Sradicamento, identità, famiglia, viaggio, cultura, frontiere e un’ancora di salvezza: la memoria. Moltiplicando tutto per due si ottiene la vita di Pasquale “Tony Driver” Donatone, anti-eroe Bigger than Life, e protagonista oggi alla Settimana Internazionale della Critica dell’unico concorrente italiano della sezione autonoma creata dal SNCCI (Sindacato Nazionale Critici Cinematografici Italiani). Diretto dall’esordiente Ascanio Petrini, Tony Driver va ben oltre il documentario classico, intersecando generi (il western, la commedia, il biopic, il road movie..) e facendosi carico di un’umanità dolente e nostalgica quale quella di un uomo vittima di un gigantesco paradosso: un figlio di italiani cresciuto fin da piccolo negli States viene estradato in Italia dove non ha mai vissuto a seguito di un reato (peraltro umanitario…).
Nel Belpaese è rispedito giacché ancora cittadino italiano essendosi dimenticato di assumere la cittadinanza americana di cui aveva diritto; è quindi costretto a vivere per 10 anni senza attenuanti prima di tentare di far rientro negli Usa, che tuttavia egli considera quale la sua vera patria. Così si è adattato ad abitare in una specie di grotta presso la pugliese Polignano a Mare dove il regista Petrini ha sentito parlare di lui, l’ha incontrato e deciso di realizzare un film sulla sua incredibile storia.
“Lo spunto della straordinaria e paradossale vicenda di Pasquale mi ha offerto l’occasione di elaborare un racconto sul valore della Memoria il più possibile scevro da retorica; è la storia di uno sradicato dalla sua casa, dalla sua famiglia, dalla sua “cultura” a causa di un vizio burocratico”. In lui Petrini ha visto una sorta di novello Travis Bickle non solo per la professione di autista ma anche per esser cresciuto come l’antieroe di Scorsese nell’America degli anni ’70, e quindi “mi è venuto naturale intitolare il film Tony Driver omaggiando il capolavoro di Scorsese”. Da parte sua, Pasquale è un uomo ormai rassegnato che si alimenta dell’attesa di rientrare negli Stati Uniti, mancandogli ancora 3 anni di “pena” da scontare in Italia.

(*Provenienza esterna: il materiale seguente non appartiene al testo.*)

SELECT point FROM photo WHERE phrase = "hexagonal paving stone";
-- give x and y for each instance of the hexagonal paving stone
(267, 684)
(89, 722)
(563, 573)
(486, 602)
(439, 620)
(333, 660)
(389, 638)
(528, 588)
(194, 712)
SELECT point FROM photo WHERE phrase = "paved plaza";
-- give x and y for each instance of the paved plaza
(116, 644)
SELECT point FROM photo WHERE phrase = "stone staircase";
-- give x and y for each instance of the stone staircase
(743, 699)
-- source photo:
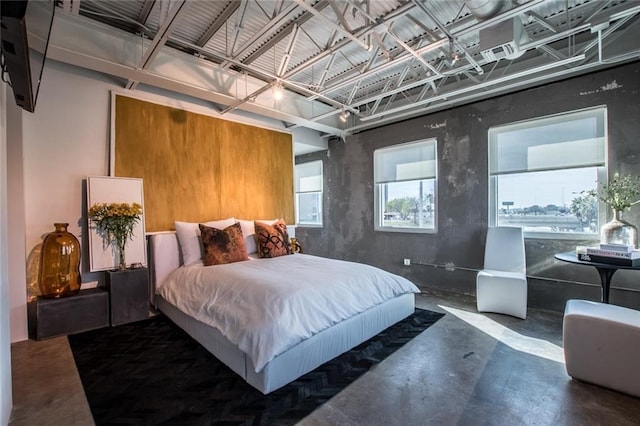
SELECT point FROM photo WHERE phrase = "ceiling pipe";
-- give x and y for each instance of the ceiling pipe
(487, 83)
(484, 9)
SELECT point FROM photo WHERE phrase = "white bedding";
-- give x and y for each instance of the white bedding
(266, 306)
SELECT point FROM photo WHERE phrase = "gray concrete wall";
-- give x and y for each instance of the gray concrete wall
(449, 259)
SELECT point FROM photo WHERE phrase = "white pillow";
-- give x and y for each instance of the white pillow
(249, 232)
(189, 238)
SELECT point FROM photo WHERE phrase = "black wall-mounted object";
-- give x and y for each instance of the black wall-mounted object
(15, 53)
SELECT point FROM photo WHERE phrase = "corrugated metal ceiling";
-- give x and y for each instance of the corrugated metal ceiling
(378, 61)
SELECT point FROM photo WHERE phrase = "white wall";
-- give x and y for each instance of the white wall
(6, 399)
(66, 140)
(16, 220)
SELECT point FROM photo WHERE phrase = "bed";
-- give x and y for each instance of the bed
(288, 356)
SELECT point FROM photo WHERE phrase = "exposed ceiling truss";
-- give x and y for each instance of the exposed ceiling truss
(344, 65)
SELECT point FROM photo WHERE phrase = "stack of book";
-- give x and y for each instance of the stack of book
(614, 254)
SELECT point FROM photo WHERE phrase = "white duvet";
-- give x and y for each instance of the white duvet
(266, 306)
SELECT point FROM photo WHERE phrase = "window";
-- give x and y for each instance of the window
(540, 170)
(308, 183)
(405, 187)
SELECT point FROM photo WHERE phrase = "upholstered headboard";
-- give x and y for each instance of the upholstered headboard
(165, 257)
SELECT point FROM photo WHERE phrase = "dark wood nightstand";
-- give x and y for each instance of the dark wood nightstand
(87, 310)
(128, 295)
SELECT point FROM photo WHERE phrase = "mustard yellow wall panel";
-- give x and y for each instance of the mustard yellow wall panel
(197, 168)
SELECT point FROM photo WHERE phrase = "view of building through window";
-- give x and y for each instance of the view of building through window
(541, 169)
(408, 204)
(549, 201)
(308, 208)
(308, 187)
(405, 191)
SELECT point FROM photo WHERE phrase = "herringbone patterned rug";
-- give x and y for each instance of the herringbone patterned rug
(152, 373)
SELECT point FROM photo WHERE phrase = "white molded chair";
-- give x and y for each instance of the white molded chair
(502, 285)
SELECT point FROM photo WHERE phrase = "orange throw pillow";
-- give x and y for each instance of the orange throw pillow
(222, 246)
(272, 240)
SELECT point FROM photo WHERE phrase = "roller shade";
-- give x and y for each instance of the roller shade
(562, 141)
(308, 177)
(412, 161)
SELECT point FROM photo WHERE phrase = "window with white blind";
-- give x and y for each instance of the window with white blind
(405, 187)
(541, 169)
(308, 186)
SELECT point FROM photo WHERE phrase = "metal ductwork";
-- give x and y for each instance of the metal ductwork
(484, 9)
(503, 40)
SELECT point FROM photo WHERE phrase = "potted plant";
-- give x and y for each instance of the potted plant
(115, 222)
(620, 193)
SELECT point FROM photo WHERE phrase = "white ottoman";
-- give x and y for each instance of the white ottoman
(602, 345)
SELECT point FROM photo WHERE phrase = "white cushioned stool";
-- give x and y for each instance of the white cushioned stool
(602, 345)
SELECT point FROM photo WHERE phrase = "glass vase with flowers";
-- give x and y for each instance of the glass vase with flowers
(620, 193)
(114, 223)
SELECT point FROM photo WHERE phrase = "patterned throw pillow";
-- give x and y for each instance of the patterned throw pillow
(223, 246)
(272, 240)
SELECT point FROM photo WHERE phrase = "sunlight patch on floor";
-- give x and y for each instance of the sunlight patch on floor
(517, 341)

“Penso in inglese, mangio pancakes a colazione, ascolto radio e tv in inglese, la mia struttura mentale è americana.. con l’Italia non c’entro nulla ma sono costretto a stare qui, e mi sento diviso, isolato e solo come se non appartenessi né all’una né all’altra terra”. Forzatamente “apolide dentro”, Pasquale/Tony trova forza nella speranza di rivedere presto la sua famiglia, avendo due figli da una moglie separata, consapevole che dovesse tentare – come bene il documentario ci mostra – una via d’entrata clandestina attraverso il Messico sarebbe anche peggio.
Piccolo film dal cuore grande, Tony Driver è una parabola senza epica e senza eroi che si fa gesto esemplare nel suo raccontare un universo di raminghi sradicati da loro stessi, vittime di ingiustizie di forma svuotate da possibili contenuti. E grazie alla sensibilità di Ascanio Petrini è diventato anche un film metonimico del nostro Occidente, puntellato da muri ottusi e barriere feroci. In tal senso fondamentali e fondative sono le domande aperte da Tony Driver perché mettono in discussione i grandi temi della contemporaneità: dalla fragilità dei diritti civili e umani al senso di appartenenza a un popolo e a una cultura fino alla stessa negazione dell’identità. Il film uscirà prossimamente nelle nostre sale con Wanted Cinema.